Bisnis.com, JAKARTA- Pilihan antara mengembangkan teknologi informasi (TI) dan mencegah kejahatan cyber bak buah simalakama. Dimakan mati ibu, tak dimakan mati bapak. Dilema ini tergambar dalam sebuah istilah dunia TI: Semakin canggih teknologinya, semakin lebar pula celah kejahatannya.
Perbankan adalah salah satu lini industri yang berkembang paralel dengan kemajuan teknologi. Memasuki era revolusi industri keempat alias digital industry, para bankir bak dilanda demam digital banking. Semua berlomba-lomba menggelontorkan investasi demi label digital bank.
Di satu sisi, euforia ini berdampak positif bagi bank maupun nasabah. Bank lebih efisien karena tak lagi berinvestasi di kantor cabang. Sementara nasabah tak perlu repot-repot ke kantor cabang untuk urusan remeh-temeh semisal transfer uang ke sanak famili.
Namun di sisi lain, pilihan untuk masuk di ranah digital juga membuka celah baru bagi kejahatan cyber. Salah satu kejahatan yang paling sering terjadi adalah pencurian identitas atau phising.
Secara sederhana phising didefinisikan sebagai pencurian data penting milik orang lain. Data penting tersebut seperti nama lengkap, alamat tempat tinggal, alamat surat elektronik, nomor telepon atau nomor ponsel. Bagi pelaku kejahatan, informasi tersebut adalah pintu gerbang untuk masuk lebih jauh dan membobol akun nasabah.
Maraknya kasus pembobolan rekening bank tak pelak membuat nasabah was-was dalam bertransaksi. Sebuah riset yang dilakukan MasterCard baru-baru ini menunjukkan kalau konsumen di Asia Tenggara masih sangat khawatir soal pencurian identitas. Akibatnya mereka lebih memilih metode pembayaran dengan menggunakan uang tunai dibandingkan dengan pembayaran elektronik.
Bila ini dibiarkan, tentu akan kontraproduktif dengan semangat digital banking yang salah satu unsur utamanya adalah pembayaran nirtunai.

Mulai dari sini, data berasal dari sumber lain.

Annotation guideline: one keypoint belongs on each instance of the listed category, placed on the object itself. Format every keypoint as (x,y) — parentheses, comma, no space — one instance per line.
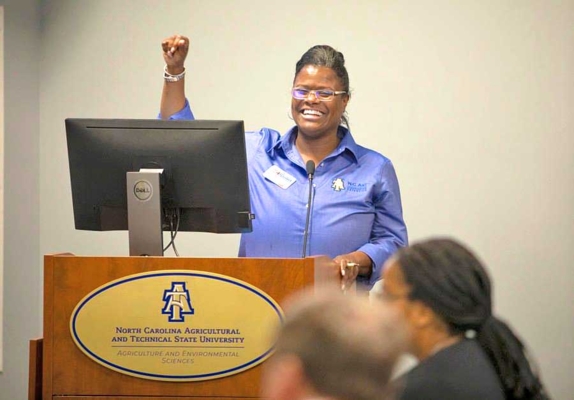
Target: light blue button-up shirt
(356,201)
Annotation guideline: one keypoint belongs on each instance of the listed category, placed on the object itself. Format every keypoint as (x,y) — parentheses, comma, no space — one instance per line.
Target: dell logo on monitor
(142,190)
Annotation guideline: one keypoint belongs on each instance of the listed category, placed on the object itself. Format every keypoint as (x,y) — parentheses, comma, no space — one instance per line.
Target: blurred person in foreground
(464,350)
(333,346)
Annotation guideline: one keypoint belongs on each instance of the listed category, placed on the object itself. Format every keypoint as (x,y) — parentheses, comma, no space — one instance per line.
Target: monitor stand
(144,213)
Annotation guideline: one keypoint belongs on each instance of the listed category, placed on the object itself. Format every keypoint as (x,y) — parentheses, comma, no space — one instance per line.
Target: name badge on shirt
(279,177)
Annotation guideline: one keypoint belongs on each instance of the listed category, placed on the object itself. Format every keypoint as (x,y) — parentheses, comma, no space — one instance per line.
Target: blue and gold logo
(177,302)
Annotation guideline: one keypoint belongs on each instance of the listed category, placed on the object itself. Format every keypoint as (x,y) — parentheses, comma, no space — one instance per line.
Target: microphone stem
(308,216)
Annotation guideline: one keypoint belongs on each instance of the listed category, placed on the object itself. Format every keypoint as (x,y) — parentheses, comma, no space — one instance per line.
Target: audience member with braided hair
(334,347)
(464,351)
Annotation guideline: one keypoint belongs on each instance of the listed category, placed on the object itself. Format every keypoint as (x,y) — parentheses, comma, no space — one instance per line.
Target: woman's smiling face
(315,118)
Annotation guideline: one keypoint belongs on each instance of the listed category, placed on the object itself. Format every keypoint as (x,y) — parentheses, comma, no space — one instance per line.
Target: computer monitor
(204,178)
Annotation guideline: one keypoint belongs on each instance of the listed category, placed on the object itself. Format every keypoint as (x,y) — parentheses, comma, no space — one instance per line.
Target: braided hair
(451,280)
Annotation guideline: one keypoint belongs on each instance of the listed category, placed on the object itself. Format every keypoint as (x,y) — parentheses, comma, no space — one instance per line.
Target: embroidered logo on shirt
(356,187)
(279,177)
(338,185)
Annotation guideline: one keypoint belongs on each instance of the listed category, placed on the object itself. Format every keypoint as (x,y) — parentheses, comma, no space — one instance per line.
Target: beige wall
(1,177)
(472,100)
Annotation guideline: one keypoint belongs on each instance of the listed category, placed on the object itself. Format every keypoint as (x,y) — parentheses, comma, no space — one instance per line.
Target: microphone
(310,167)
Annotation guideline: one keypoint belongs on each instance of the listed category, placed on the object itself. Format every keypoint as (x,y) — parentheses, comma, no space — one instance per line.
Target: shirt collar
(287,143)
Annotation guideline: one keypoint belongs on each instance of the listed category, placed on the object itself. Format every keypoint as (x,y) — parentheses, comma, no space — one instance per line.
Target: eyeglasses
(321,95)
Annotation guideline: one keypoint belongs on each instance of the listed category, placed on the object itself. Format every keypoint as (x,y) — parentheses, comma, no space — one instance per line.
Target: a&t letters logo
(177,302)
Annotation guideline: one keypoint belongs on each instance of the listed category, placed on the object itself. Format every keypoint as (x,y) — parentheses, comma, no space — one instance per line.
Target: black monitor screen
(204,178)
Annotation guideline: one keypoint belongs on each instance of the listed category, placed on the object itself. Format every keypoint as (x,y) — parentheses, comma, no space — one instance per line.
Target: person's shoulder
(367,154)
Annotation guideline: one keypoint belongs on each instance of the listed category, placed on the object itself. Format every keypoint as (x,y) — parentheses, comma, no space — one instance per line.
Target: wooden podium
(67,372)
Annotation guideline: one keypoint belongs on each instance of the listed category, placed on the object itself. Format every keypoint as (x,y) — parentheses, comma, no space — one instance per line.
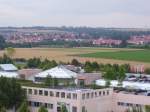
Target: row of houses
(77,99)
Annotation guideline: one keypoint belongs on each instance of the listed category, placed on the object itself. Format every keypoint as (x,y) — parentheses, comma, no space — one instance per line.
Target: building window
(95,94)
(25,91)
(69,95)
(92,95)
(83,109)
(63,95)
(45,105)
(51,106)
(30,91)
(83,96)
(57,94)
(51,93)
(107,92)
(87,95)
(29,103)
(74,96)
(104,93)
(45,93)
(74,109)
(35,92)
(40,92)
(99,93)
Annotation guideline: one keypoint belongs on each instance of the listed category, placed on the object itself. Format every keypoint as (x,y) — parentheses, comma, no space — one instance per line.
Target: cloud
(96,13)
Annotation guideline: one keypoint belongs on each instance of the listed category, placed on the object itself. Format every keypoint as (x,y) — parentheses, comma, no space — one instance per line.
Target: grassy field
(137,55)
(86,54)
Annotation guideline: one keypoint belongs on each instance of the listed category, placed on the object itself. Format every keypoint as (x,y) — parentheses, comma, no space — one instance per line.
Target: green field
(137,55)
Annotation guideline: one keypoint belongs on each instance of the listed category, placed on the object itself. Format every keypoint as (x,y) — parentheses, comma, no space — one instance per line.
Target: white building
(59,72)
(8,70)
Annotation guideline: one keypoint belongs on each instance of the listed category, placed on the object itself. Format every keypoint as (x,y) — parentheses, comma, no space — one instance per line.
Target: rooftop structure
(8,74)
(84,100)
(8,70)
(28,74)
(125,84)
(57,72)
(8,67)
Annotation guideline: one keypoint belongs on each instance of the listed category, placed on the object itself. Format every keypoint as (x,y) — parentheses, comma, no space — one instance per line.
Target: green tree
(2,42)
(110,74)
(95,66)
(88,67)
(75,62)
(147,108)
(5,59)
(107,83)
(121,75)
(147,70)
(11,93)
(24,107)
(64,108)
(42,109)
(48,81)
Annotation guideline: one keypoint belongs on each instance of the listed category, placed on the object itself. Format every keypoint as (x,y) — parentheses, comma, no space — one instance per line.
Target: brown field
(65,54)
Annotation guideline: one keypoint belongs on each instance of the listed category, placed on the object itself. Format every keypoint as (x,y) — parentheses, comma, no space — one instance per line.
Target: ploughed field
(101,55)
(137,55)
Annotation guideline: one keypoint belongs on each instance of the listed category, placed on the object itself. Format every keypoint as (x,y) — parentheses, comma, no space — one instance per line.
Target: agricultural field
(137,55)
(101,55)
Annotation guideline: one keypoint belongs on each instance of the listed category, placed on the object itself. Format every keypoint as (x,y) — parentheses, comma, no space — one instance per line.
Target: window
(74,109)
(62,95)
(30,91)
(103,92)
(51,106)
(35,92)
(92,95)
(40,92)
(95,94)
(87,95)
(57,94)
(29,103)
(51,93)
(25,91)
(36,104)
(69,95)
(45,105)
(83,109)
(83,96)
(99,93)
(74,96)
(45,93)
(107,92)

Masih dari riset yang sama, setelah ditilik lebih jauh, rupanya dari 35% konsumen yang merasa khawatir menjadi korban hanya 6% dari mereka yang benar-benar mengalaminya.
Kirby Chong, Security Chief Information Officer PT Visionet Data Internasional mengatakan sesungguhnya kejahatan cyber tak melulu disebabkan oleh faktor eksternal. Beberapa kejahatan terjadi justru terjadi karena nasabah yang tidak peduli terhadap identitas pribadinya.
"Sekalipun teknologi keamanan yang digunakan amat canggih, tapi kalau manusianya tidak terdidik dengan baik maka tetap tidak aman," katanya.
Dia menjelaskan, masih banyak nasabah yang dengan mudah ditipu oleh penjahat cyber. Contohnya, karena nasabah kurang mengerti tentang privasi data mereka dengan mudahnya memberikan informasi pernting seperti password atau PIN. Padahal data itu diminta oleh penjahat yang mengaku petugas bank.
Beberapa bank sudah berupaya memberikan sistem pengamanan terbaik dalam layanan digitalnya. Andi Kartiko Utomo, Head of E-Banking & Non Traditional Channel PT Bank QNB Indonesia Tbk. mengatakan pihaknya punya mekanisme validasi untuk memastikan kalau yang mengajukan benar-benar nasabah yang sesuai. Salah satunya dengan mencocokkan informasi yang dia miliki dan yang dia ketahui.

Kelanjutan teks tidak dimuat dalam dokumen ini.